A previous study has shown that 36% of patients presenting with clinical and radiographic evidence of lacunar infarction had a potential non-SAD etiology [22]. A study on carotid and intracranial large arteries between people with ipsilateral stenosis and infarction and people with contralateral stenosis and infarction has shown that there was no difference between these 2 groups of patients, suggesting that major cerebral vessel disease frequently coexists with silent lacunar infarction [46].

Age was an important confounding factor in this study. The subgroup analysis showed that age, hypertension, hyperlipidemia, and carotid stenosis were associated with silent lacunar stroke in patients with TIA. However, in the subgroup of younger patients, hyperlipidemia was the only risk factor.
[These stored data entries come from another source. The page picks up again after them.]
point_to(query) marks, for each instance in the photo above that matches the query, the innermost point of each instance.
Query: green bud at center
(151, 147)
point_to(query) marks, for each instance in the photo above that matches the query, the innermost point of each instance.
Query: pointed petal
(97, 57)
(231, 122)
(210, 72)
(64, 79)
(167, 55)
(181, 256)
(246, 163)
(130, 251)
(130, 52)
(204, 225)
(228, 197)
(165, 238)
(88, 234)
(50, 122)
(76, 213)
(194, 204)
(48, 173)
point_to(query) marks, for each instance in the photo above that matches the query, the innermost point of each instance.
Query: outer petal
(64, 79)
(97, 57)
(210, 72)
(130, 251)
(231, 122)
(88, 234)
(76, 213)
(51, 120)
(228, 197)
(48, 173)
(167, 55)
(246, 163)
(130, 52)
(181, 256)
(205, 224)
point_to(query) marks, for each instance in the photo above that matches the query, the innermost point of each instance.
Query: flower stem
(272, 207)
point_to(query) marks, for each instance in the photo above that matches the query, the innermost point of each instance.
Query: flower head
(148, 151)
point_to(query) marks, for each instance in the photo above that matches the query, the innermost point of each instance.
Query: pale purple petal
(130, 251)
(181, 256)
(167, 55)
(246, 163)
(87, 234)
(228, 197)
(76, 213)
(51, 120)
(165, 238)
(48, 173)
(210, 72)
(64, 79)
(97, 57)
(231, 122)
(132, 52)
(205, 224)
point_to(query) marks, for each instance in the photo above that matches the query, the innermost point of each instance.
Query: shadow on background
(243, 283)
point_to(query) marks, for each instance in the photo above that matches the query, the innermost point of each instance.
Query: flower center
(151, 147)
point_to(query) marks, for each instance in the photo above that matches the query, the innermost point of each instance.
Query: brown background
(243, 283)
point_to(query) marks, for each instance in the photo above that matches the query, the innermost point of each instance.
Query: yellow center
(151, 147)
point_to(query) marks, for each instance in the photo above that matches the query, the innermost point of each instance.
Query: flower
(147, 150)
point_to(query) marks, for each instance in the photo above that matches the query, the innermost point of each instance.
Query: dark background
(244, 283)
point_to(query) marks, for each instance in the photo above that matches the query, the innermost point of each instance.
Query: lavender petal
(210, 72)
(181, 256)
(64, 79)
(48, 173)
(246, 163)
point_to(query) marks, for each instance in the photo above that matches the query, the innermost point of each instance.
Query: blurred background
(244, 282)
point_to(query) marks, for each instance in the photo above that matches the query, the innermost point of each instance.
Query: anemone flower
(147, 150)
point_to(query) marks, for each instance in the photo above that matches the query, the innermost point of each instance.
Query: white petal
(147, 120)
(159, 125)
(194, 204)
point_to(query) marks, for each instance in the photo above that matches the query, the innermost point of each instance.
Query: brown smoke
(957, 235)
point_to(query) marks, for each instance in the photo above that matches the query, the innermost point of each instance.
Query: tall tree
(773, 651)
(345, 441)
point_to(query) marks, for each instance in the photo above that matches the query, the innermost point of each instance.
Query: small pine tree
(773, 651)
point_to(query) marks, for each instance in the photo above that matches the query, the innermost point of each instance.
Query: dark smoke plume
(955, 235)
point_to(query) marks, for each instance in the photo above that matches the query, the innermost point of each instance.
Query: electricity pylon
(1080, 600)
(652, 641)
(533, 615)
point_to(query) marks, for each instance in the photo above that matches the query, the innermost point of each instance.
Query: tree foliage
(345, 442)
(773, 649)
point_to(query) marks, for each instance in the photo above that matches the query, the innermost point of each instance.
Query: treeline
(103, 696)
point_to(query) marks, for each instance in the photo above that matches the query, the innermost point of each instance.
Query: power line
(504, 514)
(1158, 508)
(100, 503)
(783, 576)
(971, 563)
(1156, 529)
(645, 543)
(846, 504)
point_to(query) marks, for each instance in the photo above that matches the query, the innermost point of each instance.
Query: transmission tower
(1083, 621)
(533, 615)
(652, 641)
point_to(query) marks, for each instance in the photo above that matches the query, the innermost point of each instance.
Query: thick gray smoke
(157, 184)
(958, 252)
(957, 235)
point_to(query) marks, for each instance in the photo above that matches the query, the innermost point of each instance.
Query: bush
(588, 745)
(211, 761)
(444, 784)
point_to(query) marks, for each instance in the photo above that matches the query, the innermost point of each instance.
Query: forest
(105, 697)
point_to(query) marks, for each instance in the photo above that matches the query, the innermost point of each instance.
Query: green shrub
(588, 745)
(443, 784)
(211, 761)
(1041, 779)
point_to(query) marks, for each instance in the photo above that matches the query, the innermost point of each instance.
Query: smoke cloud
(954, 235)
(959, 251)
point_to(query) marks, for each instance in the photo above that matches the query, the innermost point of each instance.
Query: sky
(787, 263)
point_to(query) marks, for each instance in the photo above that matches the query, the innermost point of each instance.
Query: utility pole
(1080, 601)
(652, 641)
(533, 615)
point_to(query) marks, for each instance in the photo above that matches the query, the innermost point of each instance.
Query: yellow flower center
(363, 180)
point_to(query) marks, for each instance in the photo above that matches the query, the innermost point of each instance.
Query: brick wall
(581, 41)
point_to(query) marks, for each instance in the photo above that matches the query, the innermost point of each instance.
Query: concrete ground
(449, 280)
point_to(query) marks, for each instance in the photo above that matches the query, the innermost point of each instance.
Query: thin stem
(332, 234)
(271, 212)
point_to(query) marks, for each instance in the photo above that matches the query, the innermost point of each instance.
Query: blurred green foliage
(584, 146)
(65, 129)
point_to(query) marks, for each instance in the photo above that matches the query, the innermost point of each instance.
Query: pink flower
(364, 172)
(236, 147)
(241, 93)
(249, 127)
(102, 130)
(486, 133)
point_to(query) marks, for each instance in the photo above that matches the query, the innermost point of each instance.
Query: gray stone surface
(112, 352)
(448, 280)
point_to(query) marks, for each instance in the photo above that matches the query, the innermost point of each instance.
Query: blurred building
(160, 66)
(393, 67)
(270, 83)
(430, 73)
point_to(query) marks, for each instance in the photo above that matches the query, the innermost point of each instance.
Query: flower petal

This study has from a number of limitations. The number of patients was relatively small and all patients were from a single institution. No matching was performed with controls. In addition, an age criterion was used in an attempt to improve the similarity of the 2 groups, but that might have led to a selection bias. Finally, some known risk factors for stroke (e.g., hypertension, diabetes, and hyperlipidemia) were more frequent in patients with lacunar infarction. A multivariate analysis was used and showed that the effect of intracranial stenosis on the risk of lacunar infarction was independent of hypertension, but additional studies should be performed in patients matched for those risk factors. Larger multicenter trials are necessary to correctly assess the risk factors and the pathogenesis of lacunar infarction.

Conclusions

In this study, age, hypertension, hyperlipidemia, and carotid stenosis were independently associated with the presence of silent lacunar infarction in patients with TIA, but further study is necessary to draw definite conclusions about the pathogenesis of silent lacunar infarction.